Eine "sichere Wette" für Disney+: Die "Star Wars"-Serie "The Mandalorian.

Foto: Disney

Die Streaming-Kriege sind voll entfacht: Mit Apple TV+ ist vor wenigen Tagen ein neuer Konkurrent für Netflix, Amazon und Co an den Start gegangen. In Kürze betritt mit Disney+ das nächste Schwergewicht die Bühne, parallel dazu arbeiten derzeit zahlreich US-TV-Sender an eigene Streaming-Plattformen. Eines ist damit also klar: 2020 wird es so viel neue Serien und Filme geben wie wohl nie zuvor. Doch was bei dieser Masse allzu leicht zu übersehen ist: Masse bedeutet nicht automatisch Klasse. Das betont auch ein aktueller Kommentar bei "Slate", der zu einem für manche zunächst überraschenden Urteil kommt. Das goldene Zeitalter des Fernsehens sei nämlich endgültig vorbei – und daran seien nicht zuletzt die "Streaming Wars" schuld.

Rahmenhandlung

Begonnen hatte alles im Jänner 1999 mit der ersten Folge der "Sopranos". Es folgten eine Fülle von neuen Serien, die mit althergebrachten Mustern brachen und so das erwähnte goldene Zeitalter einläuteten. Dieses wurde durch Streaming-Plattformen zunächst sogar noch weiter befördert. Risikokapital aus dem Silicon Valley sorgte dafür, dass viele Serienideen finanziert wurden, die im klassischen Fernsehen keine Chance gehabt hätten. Das hat der Welt unter anderem solche Perlen wie "Transparent" oder auch "Atlanta" eingebracht. Auch eine Fortsetzung von "Twin Peaks" war lange zuvor kaum denkbar.

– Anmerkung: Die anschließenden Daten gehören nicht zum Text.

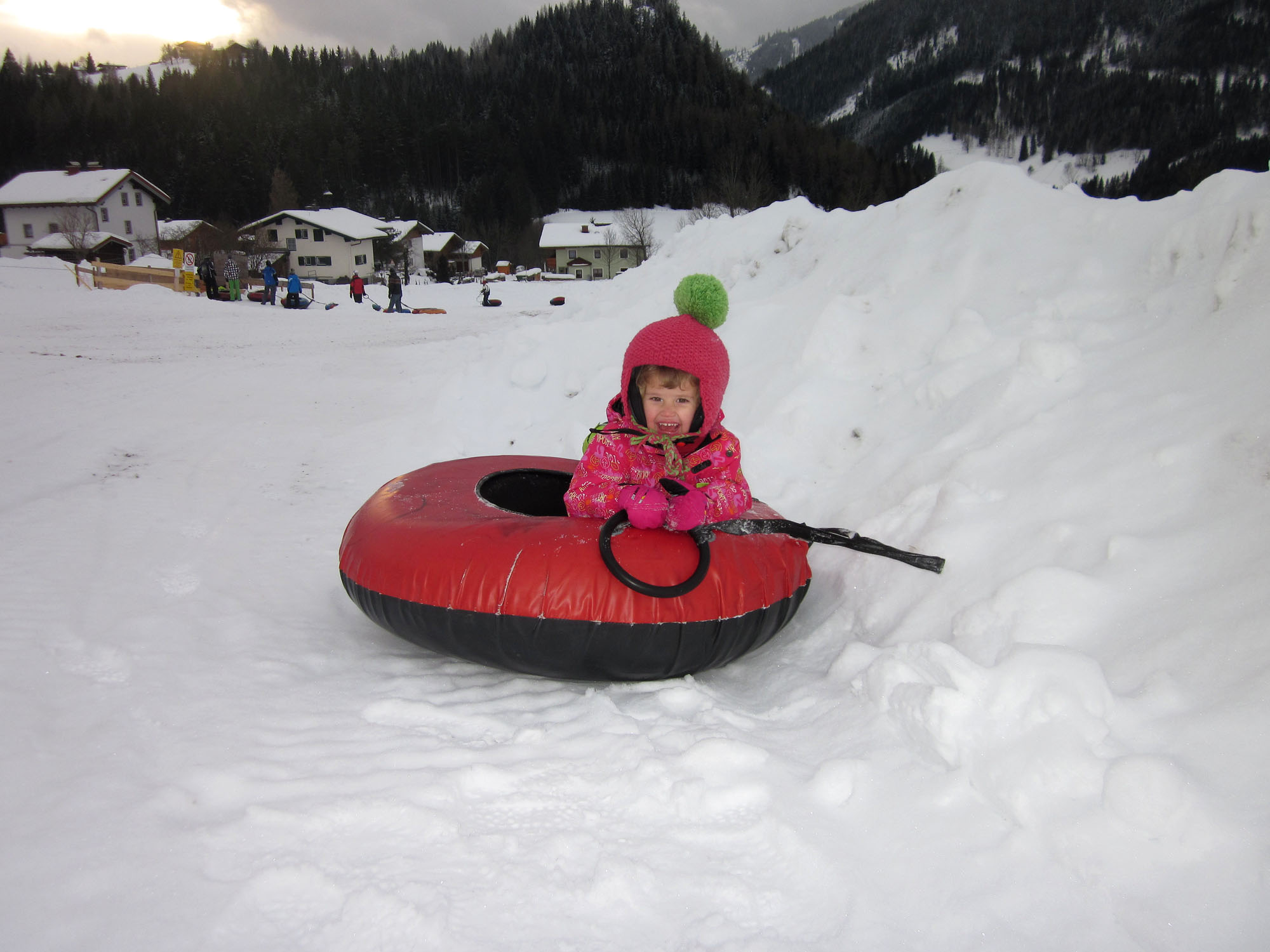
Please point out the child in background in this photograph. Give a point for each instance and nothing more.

Doch wer die Pläne der großen Streaming-Plattformen für die kommenden Jahre betrachtet, bei dem dürfte sich schnell Ernüchterung breitmachen. Denn die Zeit der Experimente scheint angesichts der verschärften Konkurrenz vorbei zu sein. Während kreative Kleinode wie "I Love Dick" oder auch "One Mississippi" eingestellt werden, setzen die Anbieter lieber auf sichere Investitionen.

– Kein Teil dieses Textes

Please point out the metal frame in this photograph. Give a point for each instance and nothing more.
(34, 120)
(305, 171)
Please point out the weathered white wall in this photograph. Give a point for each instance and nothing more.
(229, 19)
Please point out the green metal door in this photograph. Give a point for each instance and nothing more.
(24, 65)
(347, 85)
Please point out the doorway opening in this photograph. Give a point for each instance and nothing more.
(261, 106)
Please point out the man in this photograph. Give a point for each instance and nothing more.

Bei Amazon ist das etwa ein Neuauflage des "Herr der Ringe" in Serienform, Disney+ wird ohnehin von Serien und Filmen aus bekannten Franchises wie "Star Wars" oder dem Marvel-Universum dominiert. Bei Apple setzt man zwar auf Neuentwicklungen mit gigantischem Budget – "The Morning Show" legt mit 300 Millionen Dollar für zwei Staffeln in dieser Hinsicht einen neuen Rekord hin –, erzählerisch und thematisch geht man dabei aber ebenfalls keine Risiken ein.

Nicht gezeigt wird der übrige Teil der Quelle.